Step by step instructions

  1. Download the MNIST handwritten digits sample data set (about 1,000 images per digit) from here. The file's name is mnist_all_sample_10000.csv. If you want to speed up results, you can use a smaller sample of about 150 images per digit here.

  2. Create an account on Watson Studio cloud or download the desktop version here.

  3. Open Watson Studio.

  4. Click New project on the top right to create a new project on Watson Studio.

  5. Name your project and click Create on the bottom right.

  6. Click the Assets tab if you are not already there.

  7. Upload the mnist_all_sample_10000.csv, on the right hand side of the screen drop or browse the file.

  8. In your project, under Data assets, click the data set to see a preview of the data set.

  9. Click the Refine blue box in the top right to open the data set with the Data Refinery tool. This step might take a little while since the 10,000 by 785 dataset is being loaded into the Data Refinery tool.

  10. Once the Data Refinery tool is open, navigate to the Visualizations tab.

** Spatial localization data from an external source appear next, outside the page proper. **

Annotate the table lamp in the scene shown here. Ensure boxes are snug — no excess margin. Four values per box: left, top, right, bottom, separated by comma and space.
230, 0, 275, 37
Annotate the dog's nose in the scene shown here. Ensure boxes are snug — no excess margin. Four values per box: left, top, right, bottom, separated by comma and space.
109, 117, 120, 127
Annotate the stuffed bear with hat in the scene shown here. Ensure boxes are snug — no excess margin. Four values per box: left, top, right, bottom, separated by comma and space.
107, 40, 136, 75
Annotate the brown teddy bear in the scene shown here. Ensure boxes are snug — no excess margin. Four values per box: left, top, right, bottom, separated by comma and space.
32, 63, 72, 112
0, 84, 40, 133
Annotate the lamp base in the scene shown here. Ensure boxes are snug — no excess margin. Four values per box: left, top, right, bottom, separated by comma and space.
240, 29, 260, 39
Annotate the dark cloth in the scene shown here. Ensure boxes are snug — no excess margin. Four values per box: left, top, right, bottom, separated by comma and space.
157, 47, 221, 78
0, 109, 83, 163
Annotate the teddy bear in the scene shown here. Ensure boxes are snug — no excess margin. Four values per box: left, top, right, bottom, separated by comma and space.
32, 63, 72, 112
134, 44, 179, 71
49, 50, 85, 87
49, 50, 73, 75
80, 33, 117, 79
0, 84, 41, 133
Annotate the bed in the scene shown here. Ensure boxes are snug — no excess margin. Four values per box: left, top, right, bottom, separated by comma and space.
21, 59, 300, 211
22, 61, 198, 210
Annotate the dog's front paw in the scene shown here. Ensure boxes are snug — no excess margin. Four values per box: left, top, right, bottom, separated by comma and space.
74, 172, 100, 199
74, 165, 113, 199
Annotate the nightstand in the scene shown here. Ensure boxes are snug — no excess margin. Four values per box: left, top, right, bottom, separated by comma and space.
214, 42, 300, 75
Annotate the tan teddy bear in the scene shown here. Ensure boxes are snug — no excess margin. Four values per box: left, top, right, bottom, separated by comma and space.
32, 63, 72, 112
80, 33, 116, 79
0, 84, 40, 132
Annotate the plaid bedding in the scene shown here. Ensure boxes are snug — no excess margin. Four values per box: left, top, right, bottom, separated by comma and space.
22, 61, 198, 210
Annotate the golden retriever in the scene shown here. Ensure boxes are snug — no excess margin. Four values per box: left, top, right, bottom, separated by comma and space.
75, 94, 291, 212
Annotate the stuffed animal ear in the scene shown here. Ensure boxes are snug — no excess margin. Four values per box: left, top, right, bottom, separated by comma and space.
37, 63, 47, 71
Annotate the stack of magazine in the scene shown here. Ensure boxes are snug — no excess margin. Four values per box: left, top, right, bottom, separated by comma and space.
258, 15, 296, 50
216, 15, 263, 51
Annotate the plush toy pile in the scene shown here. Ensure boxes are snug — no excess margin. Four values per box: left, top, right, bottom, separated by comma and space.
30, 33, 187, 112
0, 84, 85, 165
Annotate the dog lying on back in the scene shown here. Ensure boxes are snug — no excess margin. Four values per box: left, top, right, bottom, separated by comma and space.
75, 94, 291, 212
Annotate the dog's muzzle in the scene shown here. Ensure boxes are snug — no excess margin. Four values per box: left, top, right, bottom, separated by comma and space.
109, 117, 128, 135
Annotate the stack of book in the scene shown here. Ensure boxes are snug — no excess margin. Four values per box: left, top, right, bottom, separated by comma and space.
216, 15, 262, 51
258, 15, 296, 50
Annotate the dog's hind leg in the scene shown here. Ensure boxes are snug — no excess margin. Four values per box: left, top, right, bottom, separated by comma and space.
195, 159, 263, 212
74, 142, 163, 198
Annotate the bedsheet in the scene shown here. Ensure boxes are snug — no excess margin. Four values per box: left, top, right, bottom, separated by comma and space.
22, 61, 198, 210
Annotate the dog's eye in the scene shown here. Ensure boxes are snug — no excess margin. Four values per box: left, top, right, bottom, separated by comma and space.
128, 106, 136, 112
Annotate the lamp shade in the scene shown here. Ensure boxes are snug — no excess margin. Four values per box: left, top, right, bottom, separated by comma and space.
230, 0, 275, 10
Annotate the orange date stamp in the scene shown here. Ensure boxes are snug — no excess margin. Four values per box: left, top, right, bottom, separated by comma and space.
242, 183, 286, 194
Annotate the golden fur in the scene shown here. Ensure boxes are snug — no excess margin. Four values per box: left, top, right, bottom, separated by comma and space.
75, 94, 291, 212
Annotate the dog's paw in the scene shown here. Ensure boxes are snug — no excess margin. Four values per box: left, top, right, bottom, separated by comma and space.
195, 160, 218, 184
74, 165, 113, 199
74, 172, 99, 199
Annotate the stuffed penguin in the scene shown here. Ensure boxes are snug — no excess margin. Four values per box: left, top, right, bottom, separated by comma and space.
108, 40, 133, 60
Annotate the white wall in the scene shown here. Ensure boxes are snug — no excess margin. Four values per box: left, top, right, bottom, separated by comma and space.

  11. Create the t-SNE visualization:

    1. Select the t-SNE chart on the CHART TYPES.
    2. Set the Perplexity parameter to 75.
    3. Select the column "label" as the Color map.
    4. This is the t-SNE visualization after 1000 iterations. Each colored cloud represent a different digit from zero to nine. For instance, the purple cloud represents the images of the number one digit.